Филипп пребывал в растерянности, не зная, на чью сторону встать. Слова Иуды были правдивыми и отважными. У него самого не раз появлялось желание взять да и выложить все разом, задать взбучку старому живоглоту, но все никак смелости не хватало. Строптивому хозяину и сам Бог нипочем, он распоряжался землей и водою, все пастбища, где паслись козы и овцы Филиппа, принадлежали ему — разве с таким потягаешься? Для этого нужно быть или сумасшедшим, или смельчаком, а Филипп не был ни тем ни другим. Он был болтуном, пустомелей и благоразумным.

Пока шло словопрение, Филипп пребывал в смущении и нерешительности. Теперь же, когда вытащили невод, он принялся за работу вместе с рыбаками, помогая им наполнять корзины. Почтенный Зеведей тоже вошел по пояс в воду, распоряжаясь рыбой и людьми.

Когда все уже радостно взирали на корзины, наполненные по самые края рыбой, со скалы напротив вдруг громко раздался хриплый голос рыжебородого:

— Эй, почтенный Зеведей!

Тот прикинулся глухим, но голос загремел снова:

— Эй, почтенный Зеведей! Образумь сына своего Иакова, а не то худо будет!

— Иакова?! — встревоженно воскликнул старик. Он уже настрадался из-за младшего, потерянного для него Иоанна и не желал терять еще и Иакова, потому как других сыновей у Зеведея не было, а в подспорье для работы он нуждался.

— Иакова?! — снова обеспокоенно воскликнул Зеведей. — Что ты хочешь сказать, проклятый рыжебородый?!

— По дороге я видел, как он любезничает и сговаривается с распинателем.

— С каким распинателем? Говори яснее, богомерзостный!

— С Сыном Плотника, который мастерит в Назарете кресты и распинает пророков… Так что, бедняга Зеведей, и этот пропал. Было у тебя два сына: одного отнял Бог, а другого — Дьявол!

Почтенный Зеведей так и застыл на месте с широко разинутым ртом. Из воды выскочила летучая рыбка, пролетела над головой у Зеведея, снова плюхнулась в воду и исчезла.

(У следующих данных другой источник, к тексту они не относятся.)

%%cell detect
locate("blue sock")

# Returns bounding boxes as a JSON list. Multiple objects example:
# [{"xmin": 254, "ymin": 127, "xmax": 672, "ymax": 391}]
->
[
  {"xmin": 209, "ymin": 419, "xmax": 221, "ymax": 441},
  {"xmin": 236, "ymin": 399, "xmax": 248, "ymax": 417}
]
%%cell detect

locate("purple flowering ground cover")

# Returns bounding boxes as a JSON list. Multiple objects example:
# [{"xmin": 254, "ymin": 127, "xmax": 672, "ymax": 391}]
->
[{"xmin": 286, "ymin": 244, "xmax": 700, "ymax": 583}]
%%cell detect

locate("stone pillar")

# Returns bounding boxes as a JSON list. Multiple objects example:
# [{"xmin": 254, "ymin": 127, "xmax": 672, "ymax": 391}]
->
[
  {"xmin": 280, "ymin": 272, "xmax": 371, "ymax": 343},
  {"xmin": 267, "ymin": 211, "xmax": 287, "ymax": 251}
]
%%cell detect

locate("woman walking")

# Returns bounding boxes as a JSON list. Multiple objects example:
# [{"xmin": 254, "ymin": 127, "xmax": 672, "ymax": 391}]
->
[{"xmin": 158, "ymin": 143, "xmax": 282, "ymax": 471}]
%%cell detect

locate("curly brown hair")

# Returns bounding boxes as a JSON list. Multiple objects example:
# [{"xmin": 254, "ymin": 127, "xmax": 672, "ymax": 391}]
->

— Дурной знак! Дурной знак! — прошептал перепуганный старик. — Неужто сын уйдет от меня, как эта летучая рыбка, исчезнувшая в глубоких водах?

Он повернулся к Филиппу и спросил:

— Ты видел летучую рыбку? Все, что происходит в мире, имеет определенный смысл. А это что должно значить, по-твоему? Вы, пастухи…

— Если бы это была баранья лопатка, я бы смог ответить тебе, почтенный Зеведей, но с рыбами я дела не имею, — сухо ответил Филипп.

Он был зол, потому что у него не хватало мужества говорить так же смело, как Иуда.

— Пойду гляну на животных, — добавил пастух.

Забросив за спину пастуший посох и прыгая по скалам, он догнал Иуду.

— Погоди, брат! — крикнул Филипп. — Мне нужно поговорить с тобой.

— Проваливай, трус, — ответил рыжебородый, даже не обернувшись. — Проваливай к своим овцам и не суйся к мужчинам. И не смей называть меня братом, я тебе не брат!

— Да погоди же! Мне нужно поговорить с тобой. Не сердись!

Иуда остановился и презрительно посмотрел на него.

— Почему ты не решаешься рта раскрыть? Чего ты его боишься? И впредь бояться будешь? Разве ты еще не слышал новостей, не знаешь, что происходит, кто идет к нам и куда мы сами идем? Пришел час злополучный, грядет Царь Иудейский во всей славе своей, и несдобровать трусам!

— Иуда, — взмолился Филипп. — Смажь мне по роже, возьми хворостину и побей меня, чтобы пробудить во мне наконец самолюбие, потому что и сам я уже натерпелся от страха.